Motivation

The recent financial crisis led the world into what is now called the Great Recession, in reference to the Great Depression of the 1930s. Economic recovery is still nascent in some parts of Europe. Shortcomings in the working of capital markets undermined corporate investment and spread unemployment. Hence, they rose inequalities, harmed well-being of citizens, and built mistrust vis-àvis decision makers and scientists. These fallouts affected society’s innovation and openness. The European Commission has identified investment, growth, and creation of jobs as the key objectives of its agenda. To reach these objectives, it brings forward further policy initiatives such as the EU capital markets union to improve access to capital for businesses, especially SMEs.

The European Commission has identified sound scientific evidence as a key element of policy-making at all levels of the European process. Yet, the European huge research potential in social sciences has not been entirely realised due to a lack of empirical works. The weak empirical foundations of the analytical models used to analyse structural and cyclical changes has become obvious in the fierce debate among scholars following the financial crisis. One of the main reasons for this shortcoming is the scarcity of detailed historical high-quality firm level data for Europe available to test these models, which are crucial to understand the interactions between financial, economic, and social evolutions. This scarcity is particularly glaring at the European level: policy for the future must be aware of both the dynamics inherited from the past and the directions these dynamics are structuring the present.

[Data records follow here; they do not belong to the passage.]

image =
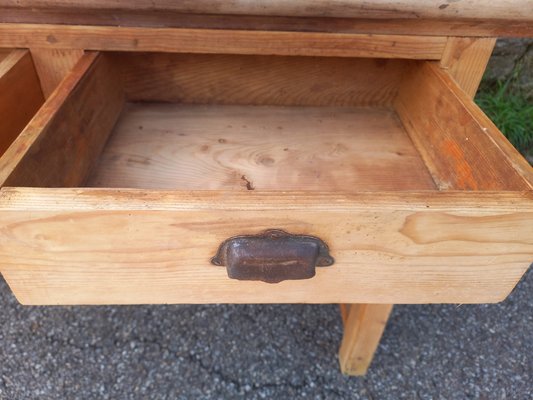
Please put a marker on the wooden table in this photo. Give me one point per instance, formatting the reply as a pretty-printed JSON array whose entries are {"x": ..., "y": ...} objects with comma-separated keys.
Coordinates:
[{"x": 140, "y": 135}]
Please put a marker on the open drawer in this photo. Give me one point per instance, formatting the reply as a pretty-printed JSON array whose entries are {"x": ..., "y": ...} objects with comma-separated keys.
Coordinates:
[
  {"x": 139, "y": 166},
  {"x": 20, "y": 94}
]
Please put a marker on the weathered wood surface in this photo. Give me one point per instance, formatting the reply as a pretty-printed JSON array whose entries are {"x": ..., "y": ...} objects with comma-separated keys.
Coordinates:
[
  {"x": 466, "y": 59},
  {"x": 173, "y": 19},
  {"x": 61, "y": 143},
  {"x": 177, "y": 146},
  {"x": 98, "y": 246},
  {"x": 259, "y": 80},
  {"x": 53, "y": 65},
  {"x": 221, "y": 41},
  {"x": 20, "y": 95},
  {"x": 363, "y": 327},
  {"x": 521, "y": 10},
  {"x": 461, "y": 147}
]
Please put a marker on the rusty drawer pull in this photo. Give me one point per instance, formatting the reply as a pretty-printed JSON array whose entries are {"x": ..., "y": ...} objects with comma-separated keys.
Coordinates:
[{"x": 272, "y": 256}]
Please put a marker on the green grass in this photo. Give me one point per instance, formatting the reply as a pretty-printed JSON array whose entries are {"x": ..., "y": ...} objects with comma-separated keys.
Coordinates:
[{"x": 512, "y": 113}]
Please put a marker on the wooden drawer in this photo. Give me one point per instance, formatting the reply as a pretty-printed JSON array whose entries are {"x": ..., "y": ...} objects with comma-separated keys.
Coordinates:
[{"x": 139, "y": 165}]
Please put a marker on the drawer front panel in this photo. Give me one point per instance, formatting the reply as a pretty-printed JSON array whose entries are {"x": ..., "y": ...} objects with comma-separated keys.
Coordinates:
[{"x": 93, "y": 246}]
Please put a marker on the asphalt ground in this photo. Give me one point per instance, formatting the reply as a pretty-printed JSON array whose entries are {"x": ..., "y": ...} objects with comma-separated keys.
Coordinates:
[{"x": 263, "y": 351}]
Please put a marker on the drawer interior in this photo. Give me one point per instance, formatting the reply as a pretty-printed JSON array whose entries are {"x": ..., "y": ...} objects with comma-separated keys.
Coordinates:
[
  {"x": 247, "y": 122},
  {"x": 239, "y": 147},
  {"x": 20, "y": 94},
  {"x": 139, "y": 165}
]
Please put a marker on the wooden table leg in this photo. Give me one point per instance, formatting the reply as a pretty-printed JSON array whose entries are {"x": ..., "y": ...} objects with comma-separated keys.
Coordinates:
[
  {"x": 363, "y": 326},
  {"x": 466, "y": 60}
]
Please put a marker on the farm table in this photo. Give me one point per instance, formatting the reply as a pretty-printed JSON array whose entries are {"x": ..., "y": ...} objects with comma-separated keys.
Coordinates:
[{"x": 259, "y": 152}]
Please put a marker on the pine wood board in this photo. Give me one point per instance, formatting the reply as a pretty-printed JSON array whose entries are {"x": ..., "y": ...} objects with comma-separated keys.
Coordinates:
[
  {"x": 363, "y": 328},
  {"x": 20, "y": 95},
  {"x": 98, "y": 246},
  {"x": 520, "y": 10},
  {"x": 466, "y": 60},
  {"x": 175, "y": 19},
  {"x": 260, "y": 80},
  {"x": 53, "y": 65},
  {"x": 61, "y": 143},
  {"x": 461, "y": 147},
  {"x": 192, "y": 147},
  {"x": 220, "y": 41}
]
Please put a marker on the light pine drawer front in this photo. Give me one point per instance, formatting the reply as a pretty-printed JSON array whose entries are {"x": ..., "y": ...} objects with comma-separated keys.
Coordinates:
[{"x": 138, "y": 166}]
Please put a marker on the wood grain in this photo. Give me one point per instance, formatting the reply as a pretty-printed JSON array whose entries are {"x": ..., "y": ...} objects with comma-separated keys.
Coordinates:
[
  {"x": 169, "y": 146},
  {"x": 53, "y": 65},
  {"x": 175, "y": 19},
  {"x": 461, "y": 147},
  {"x": 221, "y": 41},
  {"x": 4, "y": 53},
  {"x": 62, "y": 142},
  {"x": 520, "y": 10},
  {"x": 20, "y": 95},
  {"x": 98, "y": 246},
  {"x": 466, "y": 59},
  {"x": 261, "y": 80},
  {"x": 363, "y": 329}
]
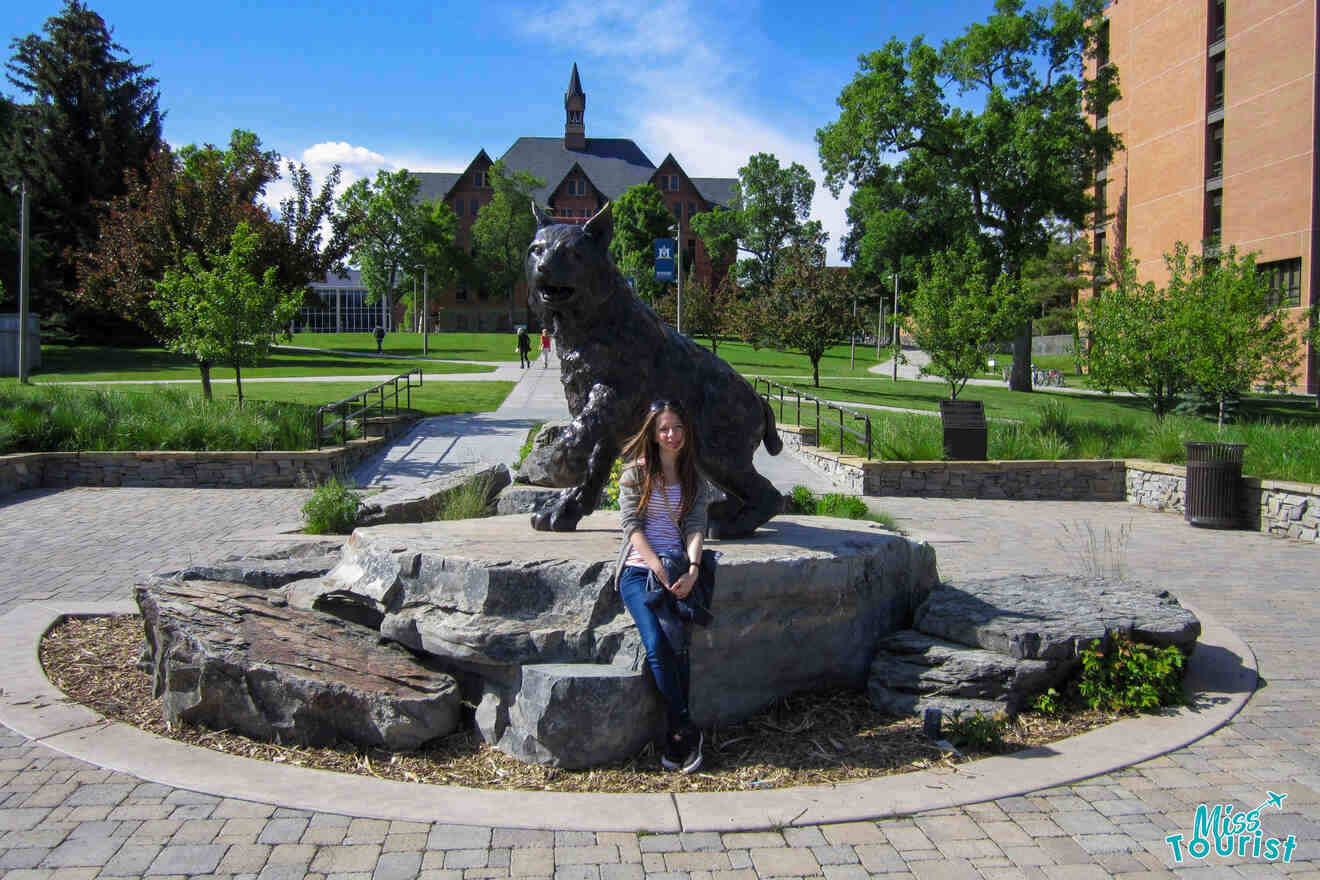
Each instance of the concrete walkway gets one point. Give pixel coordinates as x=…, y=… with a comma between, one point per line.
x=61, y=817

The “Big data” revolution in historical social sciences will bring crucial progress in and fundamental revisions of current knowledge of the EU economy. The scaling-up in both variety and size of available historical high-quality economic and financial data for Europe has the potential for a major epistemological rupture. On the one hand, datasets are usually build to test models and bring answers to specific questions, but in the new paradigm trends and patterns in the data will emerge due to data mining techniques independently from preliminary research questions: History is a boundless natural laboratory for a host of economic and financial experiences. On the other hand, the building of historical “born-on-paper” big data – as opposite to “born-digital” data – represent a unique occasion to bring down barriers not only between social sciences but also between social and “hard sciences” in the context of interdisciplinary digital humanities.

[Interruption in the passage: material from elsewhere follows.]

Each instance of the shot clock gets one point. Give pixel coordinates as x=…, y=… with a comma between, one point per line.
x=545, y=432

USA has been investing enormous resources to build and link databases suited for research over the long run. The Collaborative for Historical Information and Analysis (CHIA) links academic and research institutions to sustain a Human System Data Resource, connecting variables to analyze many areas of human experience. The Wharton Research Data Services (WRDS) provides the user with one location to access over 250 terabytes of data across multiple disciplines including accounting, banking, economics, healthcare, insurance and marketing. The Center for Research in Security Prices (CRSP), the most widely used database in finance, contains prices and dividends for shares listed on the New York Stock Exchange since 1926. A Google Scholar search on scientific papers that have used CRSP data returns nearly 46,000 hits including many papers by Nobel prizes. But the use of US data precludes any understanding of the features of the European economy. Because of the USA’s dominant position in data production, American companies are frequently and implicitly deemed “representative” or “the norm”. Lessons are consequently drawn from their behaviour that are supposed to be applicable everywhere, generating many biases.

Today, only a very few large stand-alone databases have been built so far on Europe by both academic community (e.g. the London Share Prices Database of the London Business School) and private companies (e.g. the US Datastream), without any concern for interoperability. Within the academia, considerable resources have been devoted to data building, very often with the aim to study very specific issues. Such datasets are without any systematic comparative or diachronic analytic purpose and have no concept for cumulativity or sustainability. Hence, it is nearly impossible to compare the existing fragmented datasets. Moreover, a continuing access is not guaranteed, the data dissemination being often left at discretion of these individuals. Consequently, with no permanent infrastructure that cares about harmonization and access, these data are in most of the cases lost to the community.

On the other hand, the very few historical series that are contained in some commercial databases are sometimes unsuitable for research, but daily used by business and academia. They can give rise to serious errors, because they are poorly documented and flawed because based on easy-to-find but inappropriate sources. The building of such data requires sharp interdisciplinary skills, some of which are specific to a country, or even to a region, because of the heterogeneity of historical business rules and practises. These peculiarities call for an ad hoc Research Infrastructure (RI) able to connect to other already existing ones.